Rethinking the Gulag
The Soviet Gulag was one of the largest, most complex, and deadliest systems of incarceration in the 20th century. What lessons can we learn from its network of labor camps and prisons and exile settlements, which stretched across vast geographic expanses, included varied institutions, and brought together inmates from all the Soviet Union's ethnicities, professions, and social classes? Drawing on a massive body of documentary evidence, Rethinking the Gulag: Identities, Sources, Legacies explores the Soviet penal system from various disciplinary perspectives.

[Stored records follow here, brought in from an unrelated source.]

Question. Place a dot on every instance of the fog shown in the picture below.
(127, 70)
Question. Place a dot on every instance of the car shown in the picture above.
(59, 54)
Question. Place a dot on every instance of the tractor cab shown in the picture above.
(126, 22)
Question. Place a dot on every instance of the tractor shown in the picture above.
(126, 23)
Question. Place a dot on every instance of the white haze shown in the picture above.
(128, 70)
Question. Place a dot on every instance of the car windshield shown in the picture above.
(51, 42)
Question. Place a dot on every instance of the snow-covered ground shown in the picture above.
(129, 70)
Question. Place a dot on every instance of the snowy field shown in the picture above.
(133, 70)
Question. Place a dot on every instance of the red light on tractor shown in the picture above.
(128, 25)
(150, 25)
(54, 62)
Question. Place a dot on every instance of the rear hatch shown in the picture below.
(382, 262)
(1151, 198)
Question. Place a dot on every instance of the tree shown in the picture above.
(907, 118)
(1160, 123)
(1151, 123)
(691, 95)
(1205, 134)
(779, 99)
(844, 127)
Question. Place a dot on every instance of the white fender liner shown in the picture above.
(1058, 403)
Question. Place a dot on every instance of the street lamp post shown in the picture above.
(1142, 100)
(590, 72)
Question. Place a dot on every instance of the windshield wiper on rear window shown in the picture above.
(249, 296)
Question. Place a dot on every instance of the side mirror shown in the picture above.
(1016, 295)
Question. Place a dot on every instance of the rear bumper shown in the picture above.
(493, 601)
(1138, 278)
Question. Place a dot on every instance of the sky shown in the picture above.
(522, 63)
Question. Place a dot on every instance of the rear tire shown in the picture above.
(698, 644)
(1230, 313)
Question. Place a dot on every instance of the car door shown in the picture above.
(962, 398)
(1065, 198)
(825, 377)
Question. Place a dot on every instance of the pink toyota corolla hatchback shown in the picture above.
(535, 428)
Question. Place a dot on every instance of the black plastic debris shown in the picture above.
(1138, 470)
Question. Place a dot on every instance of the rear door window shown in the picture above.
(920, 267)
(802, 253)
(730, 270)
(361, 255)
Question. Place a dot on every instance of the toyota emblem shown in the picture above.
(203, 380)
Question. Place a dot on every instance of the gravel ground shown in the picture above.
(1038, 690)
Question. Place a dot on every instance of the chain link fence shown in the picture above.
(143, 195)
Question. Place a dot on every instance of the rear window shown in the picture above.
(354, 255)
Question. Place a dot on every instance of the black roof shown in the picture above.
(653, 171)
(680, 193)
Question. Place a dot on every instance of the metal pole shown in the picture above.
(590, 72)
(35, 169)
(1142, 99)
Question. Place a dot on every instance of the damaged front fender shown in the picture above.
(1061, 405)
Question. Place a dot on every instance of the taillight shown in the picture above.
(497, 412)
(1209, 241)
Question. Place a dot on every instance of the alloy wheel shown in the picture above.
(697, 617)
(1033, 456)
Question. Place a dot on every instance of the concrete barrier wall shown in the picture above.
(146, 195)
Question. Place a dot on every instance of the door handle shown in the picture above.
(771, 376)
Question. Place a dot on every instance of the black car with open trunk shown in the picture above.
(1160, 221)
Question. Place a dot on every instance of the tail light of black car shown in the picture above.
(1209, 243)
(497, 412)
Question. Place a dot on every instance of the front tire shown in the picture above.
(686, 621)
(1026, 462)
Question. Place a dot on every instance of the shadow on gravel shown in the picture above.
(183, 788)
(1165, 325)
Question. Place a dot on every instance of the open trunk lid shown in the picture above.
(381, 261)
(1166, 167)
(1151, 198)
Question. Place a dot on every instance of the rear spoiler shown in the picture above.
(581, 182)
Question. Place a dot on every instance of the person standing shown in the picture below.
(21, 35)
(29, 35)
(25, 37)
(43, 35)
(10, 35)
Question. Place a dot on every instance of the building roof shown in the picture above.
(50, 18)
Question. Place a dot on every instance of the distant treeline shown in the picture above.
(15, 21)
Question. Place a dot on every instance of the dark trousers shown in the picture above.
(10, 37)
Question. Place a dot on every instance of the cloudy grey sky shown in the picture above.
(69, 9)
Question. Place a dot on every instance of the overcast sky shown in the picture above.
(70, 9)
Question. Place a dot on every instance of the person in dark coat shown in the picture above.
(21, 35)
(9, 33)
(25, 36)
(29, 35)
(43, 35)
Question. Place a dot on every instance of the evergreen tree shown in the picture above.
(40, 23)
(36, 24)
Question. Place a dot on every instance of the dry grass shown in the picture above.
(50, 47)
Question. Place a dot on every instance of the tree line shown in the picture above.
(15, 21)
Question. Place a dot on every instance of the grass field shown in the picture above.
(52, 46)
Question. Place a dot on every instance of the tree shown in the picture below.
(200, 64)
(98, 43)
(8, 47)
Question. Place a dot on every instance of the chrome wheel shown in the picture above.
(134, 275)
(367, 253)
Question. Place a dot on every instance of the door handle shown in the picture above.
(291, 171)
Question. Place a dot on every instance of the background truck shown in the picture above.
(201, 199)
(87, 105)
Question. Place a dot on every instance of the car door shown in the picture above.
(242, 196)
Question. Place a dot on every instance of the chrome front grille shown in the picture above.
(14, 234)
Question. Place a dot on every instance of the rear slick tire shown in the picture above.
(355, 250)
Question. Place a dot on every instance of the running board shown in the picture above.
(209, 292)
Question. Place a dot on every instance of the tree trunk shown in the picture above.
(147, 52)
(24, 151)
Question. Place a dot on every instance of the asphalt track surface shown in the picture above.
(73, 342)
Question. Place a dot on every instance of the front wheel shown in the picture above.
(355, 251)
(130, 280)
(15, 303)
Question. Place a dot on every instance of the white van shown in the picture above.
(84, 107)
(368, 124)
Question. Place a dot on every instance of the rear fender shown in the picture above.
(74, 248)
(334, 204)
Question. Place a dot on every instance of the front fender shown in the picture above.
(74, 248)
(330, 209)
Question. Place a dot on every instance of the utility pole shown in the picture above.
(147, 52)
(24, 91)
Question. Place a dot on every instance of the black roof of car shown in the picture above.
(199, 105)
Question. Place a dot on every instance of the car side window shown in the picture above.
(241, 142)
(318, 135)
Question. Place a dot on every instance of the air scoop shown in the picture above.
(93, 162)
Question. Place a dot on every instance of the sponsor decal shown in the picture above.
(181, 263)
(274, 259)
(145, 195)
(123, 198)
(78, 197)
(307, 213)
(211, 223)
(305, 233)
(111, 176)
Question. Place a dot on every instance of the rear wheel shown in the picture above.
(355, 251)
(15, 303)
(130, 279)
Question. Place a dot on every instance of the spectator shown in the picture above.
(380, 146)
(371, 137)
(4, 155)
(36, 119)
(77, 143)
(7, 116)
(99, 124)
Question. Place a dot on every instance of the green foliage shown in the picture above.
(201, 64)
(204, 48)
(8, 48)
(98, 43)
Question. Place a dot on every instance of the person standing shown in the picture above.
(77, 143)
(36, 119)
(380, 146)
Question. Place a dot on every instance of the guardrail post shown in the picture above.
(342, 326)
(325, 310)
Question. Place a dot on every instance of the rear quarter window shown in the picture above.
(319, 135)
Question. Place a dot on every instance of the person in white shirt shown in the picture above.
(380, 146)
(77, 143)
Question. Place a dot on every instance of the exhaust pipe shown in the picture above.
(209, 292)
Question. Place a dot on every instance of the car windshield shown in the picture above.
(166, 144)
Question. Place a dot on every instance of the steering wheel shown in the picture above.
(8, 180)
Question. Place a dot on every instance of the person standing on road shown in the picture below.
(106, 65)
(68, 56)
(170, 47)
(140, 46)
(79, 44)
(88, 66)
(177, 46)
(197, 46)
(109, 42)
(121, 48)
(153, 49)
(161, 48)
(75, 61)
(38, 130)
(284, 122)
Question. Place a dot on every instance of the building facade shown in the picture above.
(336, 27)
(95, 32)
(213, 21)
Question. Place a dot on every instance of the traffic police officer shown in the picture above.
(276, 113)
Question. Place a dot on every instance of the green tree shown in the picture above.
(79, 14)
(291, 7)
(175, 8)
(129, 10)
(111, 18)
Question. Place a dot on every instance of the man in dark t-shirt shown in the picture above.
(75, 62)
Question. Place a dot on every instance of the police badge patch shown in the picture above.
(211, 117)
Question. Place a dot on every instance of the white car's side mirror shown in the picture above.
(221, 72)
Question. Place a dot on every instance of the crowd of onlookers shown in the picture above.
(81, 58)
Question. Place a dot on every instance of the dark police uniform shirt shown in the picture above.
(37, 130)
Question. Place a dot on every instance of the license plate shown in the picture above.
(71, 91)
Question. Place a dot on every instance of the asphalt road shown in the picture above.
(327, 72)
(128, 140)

Divided into three sections, the collection first considers \"identities\"-the lived experiences of contingents of detainees who have rarely figured in Gulag histories to date, such as common criminals and clerics. The second section surveys \"sources\" to explore the ways new research methods can revolutionize our understanding of the system. The third section studies \"legacies\" to reveal the aftermath of the Gulag, including the folk beliefs and traditions it has inspired and the museums built to memorialize it. While all the chapters respond to one another, each section also concludes with a reaction by a leading researcher: geographer Judith Pallot, historian Lynne Viola, and cultural historian and literary scholar Alexander Etkind. Moving away from grand metaphorical or theoretical models, Rethinking the Gulag instead unearths the complexities and nuances of experience that represent a primary focus in the new wave of Gulag studies.